Reuzegom, peut-on lire dans la presse, est
un club élitaire, composé d’étudiants anversois, qui sont fils d’un papa
huissier, banquier, juge du tribunal de première instance ou haut-placé dans
les institutions européennes. Membre aussi, mais pas présent lors des faits
commis contre Sanda, le fils de la gouverneure d’Anvers.
Par le passé, cette bande de dégénérés de « type
caucasien » avait déjà défrayé la chronique quand ils se filmaient lors de
baptêmes en train d’égorger des lapins ou de faire avaler du Dettol à un porcelet
avant de lui tirer une balle dans la tête trois jours plus tard et de lui
arracher le cœur.
Après la mort d’un homme (!), Sanda, dix-huit
des membres de Reuzegom seront envoyés à la Chambre de conseil qui se tiendra
en septembre 2020, près de deux ans après les faits, et qui décidera de leur renvoi
ou non devant le tribunal correctionnel. Personne de ce beau monde n’a été
arrêté, et encore moins a-t-il dû rester en prison !!! Personne n’a reçu
une interdiction de se rendre à d’autres fêtes, de quitter sa maison ou l’obligation
de notifier sa présence à la police. Malgré la colère suscitée par ses actes,
il n’est venu à l’esprit de personne de stigmatiser l’ensemble de la communauté
estudiantine flamande. L’université ne les a même pas renvoyés.

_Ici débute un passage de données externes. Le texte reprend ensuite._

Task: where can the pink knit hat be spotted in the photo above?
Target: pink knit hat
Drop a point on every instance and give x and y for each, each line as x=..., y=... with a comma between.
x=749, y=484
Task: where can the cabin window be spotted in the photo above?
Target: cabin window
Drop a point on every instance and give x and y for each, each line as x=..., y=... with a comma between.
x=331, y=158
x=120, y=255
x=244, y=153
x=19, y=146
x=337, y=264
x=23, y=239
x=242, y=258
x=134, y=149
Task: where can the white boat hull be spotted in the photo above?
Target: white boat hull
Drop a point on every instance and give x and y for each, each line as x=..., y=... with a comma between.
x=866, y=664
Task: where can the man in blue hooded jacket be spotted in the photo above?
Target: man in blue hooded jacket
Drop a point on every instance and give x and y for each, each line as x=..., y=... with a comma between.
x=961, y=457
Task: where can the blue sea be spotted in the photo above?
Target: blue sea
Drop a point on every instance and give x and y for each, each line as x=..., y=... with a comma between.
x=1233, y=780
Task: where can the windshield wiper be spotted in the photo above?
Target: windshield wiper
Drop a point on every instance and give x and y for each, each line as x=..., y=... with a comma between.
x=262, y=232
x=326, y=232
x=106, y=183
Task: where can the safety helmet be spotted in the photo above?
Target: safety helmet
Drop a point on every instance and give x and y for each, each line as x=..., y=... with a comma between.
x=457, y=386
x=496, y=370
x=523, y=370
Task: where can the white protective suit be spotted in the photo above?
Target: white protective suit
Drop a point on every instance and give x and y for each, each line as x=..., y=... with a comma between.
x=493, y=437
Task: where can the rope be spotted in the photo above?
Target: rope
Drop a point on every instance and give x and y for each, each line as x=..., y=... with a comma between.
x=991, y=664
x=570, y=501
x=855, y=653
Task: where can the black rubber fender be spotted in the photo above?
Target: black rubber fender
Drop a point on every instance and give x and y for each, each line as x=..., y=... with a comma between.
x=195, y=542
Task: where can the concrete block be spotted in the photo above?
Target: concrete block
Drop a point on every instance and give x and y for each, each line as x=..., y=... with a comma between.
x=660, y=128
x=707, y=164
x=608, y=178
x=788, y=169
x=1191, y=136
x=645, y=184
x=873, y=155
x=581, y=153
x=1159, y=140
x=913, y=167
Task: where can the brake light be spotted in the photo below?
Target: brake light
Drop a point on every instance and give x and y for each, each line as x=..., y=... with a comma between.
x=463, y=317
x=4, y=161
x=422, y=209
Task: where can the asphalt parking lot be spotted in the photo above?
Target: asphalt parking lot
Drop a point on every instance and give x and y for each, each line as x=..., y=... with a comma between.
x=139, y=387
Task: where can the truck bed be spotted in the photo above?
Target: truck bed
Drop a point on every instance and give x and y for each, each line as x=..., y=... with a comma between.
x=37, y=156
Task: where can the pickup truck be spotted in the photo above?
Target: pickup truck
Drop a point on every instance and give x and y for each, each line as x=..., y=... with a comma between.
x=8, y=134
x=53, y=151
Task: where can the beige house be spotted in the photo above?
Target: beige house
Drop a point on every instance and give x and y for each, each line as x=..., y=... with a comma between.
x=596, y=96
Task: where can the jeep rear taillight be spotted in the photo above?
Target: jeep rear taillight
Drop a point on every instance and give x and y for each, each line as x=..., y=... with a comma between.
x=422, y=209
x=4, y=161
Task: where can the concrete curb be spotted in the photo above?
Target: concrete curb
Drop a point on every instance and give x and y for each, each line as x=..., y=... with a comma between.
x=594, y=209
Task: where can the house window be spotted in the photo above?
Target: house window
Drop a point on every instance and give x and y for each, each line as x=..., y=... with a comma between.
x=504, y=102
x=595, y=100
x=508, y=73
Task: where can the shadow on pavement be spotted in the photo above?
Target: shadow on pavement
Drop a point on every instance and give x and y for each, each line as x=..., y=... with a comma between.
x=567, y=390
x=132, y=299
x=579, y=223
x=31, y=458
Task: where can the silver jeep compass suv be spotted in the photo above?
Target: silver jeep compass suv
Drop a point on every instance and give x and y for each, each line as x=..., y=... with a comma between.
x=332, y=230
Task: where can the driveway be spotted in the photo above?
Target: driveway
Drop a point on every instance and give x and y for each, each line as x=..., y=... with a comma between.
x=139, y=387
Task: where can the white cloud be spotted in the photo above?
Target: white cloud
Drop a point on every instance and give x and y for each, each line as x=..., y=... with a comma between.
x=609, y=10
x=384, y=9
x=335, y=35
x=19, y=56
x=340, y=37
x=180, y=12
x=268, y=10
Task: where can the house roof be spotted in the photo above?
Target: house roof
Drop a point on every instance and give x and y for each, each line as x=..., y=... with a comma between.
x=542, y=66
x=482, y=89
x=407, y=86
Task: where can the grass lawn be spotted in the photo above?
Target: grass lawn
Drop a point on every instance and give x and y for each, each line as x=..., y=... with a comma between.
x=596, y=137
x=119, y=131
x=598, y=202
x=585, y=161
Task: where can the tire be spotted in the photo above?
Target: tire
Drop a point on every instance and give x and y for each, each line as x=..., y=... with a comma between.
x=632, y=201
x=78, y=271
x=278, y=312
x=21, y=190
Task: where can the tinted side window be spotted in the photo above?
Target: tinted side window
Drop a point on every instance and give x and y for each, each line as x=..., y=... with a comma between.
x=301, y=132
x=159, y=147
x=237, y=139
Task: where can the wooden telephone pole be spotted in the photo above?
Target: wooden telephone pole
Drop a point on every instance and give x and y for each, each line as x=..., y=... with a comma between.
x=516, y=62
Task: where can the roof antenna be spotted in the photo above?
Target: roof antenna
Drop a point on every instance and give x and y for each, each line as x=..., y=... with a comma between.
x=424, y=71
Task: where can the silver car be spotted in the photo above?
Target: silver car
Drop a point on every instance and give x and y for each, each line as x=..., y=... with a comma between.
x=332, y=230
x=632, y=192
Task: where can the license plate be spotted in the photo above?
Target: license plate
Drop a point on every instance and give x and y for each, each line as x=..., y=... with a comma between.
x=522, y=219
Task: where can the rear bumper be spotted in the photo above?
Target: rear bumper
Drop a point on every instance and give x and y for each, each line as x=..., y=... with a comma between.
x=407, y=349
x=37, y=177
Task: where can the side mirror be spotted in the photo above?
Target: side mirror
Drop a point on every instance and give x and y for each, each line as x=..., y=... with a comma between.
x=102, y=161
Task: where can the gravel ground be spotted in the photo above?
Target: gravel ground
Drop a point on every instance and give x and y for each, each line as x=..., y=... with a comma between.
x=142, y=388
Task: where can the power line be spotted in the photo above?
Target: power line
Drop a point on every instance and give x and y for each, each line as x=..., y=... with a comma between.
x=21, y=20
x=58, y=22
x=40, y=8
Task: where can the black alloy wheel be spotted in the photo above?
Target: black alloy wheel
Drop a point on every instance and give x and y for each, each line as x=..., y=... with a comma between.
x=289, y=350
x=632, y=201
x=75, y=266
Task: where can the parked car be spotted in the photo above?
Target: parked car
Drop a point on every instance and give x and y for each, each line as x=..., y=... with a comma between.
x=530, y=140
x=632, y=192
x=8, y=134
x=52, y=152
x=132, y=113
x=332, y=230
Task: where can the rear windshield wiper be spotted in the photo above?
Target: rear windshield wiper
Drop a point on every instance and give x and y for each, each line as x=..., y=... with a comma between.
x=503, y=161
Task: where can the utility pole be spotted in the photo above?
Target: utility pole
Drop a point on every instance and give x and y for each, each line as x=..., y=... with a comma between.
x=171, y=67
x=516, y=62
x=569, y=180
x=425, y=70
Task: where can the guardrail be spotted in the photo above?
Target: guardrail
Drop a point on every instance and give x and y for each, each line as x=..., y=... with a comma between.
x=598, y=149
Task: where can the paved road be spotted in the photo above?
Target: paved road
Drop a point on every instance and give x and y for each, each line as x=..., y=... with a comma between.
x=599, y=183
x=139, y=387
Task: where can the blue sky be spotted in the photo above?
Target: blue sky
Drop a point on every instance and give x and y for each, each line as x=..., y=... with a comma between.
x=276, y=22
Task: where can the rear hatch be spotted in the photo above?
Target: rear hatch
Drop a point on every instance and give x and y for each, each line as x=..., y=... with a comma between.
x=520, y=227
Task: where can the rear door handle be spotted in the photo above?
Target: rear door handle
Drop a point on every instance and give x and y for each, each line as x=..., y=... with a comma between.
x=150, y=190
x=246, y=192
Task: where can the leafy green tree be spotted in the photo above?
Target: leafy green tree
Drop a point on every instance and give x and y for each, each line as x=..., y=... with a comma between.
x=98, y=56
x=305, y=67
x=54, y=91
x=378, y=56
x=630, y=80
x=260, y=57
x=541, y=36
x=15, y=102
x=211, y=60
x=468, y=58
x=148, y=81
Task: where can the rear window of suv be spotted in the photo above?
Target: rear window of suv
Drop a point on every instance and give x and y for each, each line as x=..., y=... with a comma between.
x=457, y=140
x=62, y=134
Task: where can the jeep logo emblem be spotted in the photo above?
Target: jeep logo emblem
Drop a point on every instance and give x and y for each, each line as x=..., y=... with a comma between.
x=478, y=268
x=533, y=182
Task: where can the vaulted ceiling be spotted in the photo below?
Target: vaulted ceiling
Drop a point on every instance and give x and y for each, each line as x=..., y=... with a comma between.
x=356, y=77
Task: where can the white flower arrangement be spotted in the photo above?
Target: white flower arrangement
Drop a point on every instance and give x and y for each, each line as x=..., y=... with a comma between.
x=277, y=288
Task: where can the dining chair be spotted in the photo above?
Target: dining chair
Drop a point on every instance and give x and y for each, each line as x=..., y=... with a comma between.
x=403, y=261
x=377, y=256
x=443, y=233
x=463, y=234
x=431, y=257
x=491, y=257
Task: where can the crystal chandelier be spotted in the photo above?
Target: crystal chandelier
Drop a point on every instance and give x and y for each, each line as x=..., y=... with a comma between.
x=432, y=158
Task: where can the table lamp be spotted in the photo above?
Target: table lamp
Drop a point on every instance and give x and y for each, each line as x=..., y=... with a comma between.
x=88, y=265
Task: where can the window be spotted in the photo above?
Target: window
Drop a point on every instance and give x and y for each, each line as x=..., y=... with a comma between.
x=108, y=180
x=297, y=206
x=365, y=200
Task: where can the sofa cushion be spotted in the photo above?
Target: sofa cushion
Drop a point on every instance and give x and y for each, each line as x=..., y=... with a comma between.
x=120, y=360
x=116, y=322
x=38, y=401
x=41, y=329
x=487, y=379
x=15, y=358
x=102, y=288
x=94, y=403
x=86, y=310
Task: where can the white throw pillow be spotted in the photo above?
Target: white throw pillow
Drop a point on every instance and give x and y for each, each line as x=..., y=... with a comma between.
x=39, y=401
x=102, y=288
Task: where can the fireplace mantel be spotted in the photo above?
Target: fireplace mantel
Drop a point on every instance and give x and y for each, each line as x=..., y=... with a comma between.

En août 2020, trois jeunes de « type
nord-africain » sont arrêtés et enfermés après une bagarre sur la plage à
la côte de Blankenberge. Les jeunes restent en prison au moins jusqu’à leur
comparution devant la chambre du conseil à Bruges. Les syndicats de police se
disent inquiets et veulent agir contre la « racaille bruxelloise qui sévit
à la Côte et ailleurs ». Les syndicats de police souhaitent que la
violence envers les policiers soit combattue. « Nous voulons la tolérance
zéro promise ». La NVA et le Vlaams Belang convoquent en urgence, et en
pleine crise corona (!), la commission parlementaire de l’Intérieur. Le
ministre De Crem y déclare que « des gangs comme ceux responsables de la
bagarre à Blankenberge doivent être traités durement et impitoyablement ».
Il se déclare favorable à leur interdiction d’accès à des lieux, par voie
judiciaire ou administrative, sur l'ensemble du littoral s’il le faut et si
nécessaire pour toutes les zones de loisirs dans le pays. Les personnes
concernées doivent se présenter à la police de leur lieu de résidence dans des
circonstances spécifiques - comme une vague de chaleur.
Si on compare la gravité des faits, une
bagarre qui éclate sous l’effet de la chaleur, du manque d’espace, de l’alcool
ou autres produits, sans faire aucune victime grave, et l’organisation
planifiée en bande d’actes de torture pendant plusieurs jours jusqu’à entrainer
la mort, il n’y a pas de doute possible : on a affaire avec une politique
de classe et de race qui se manifeste aussi dans la justice.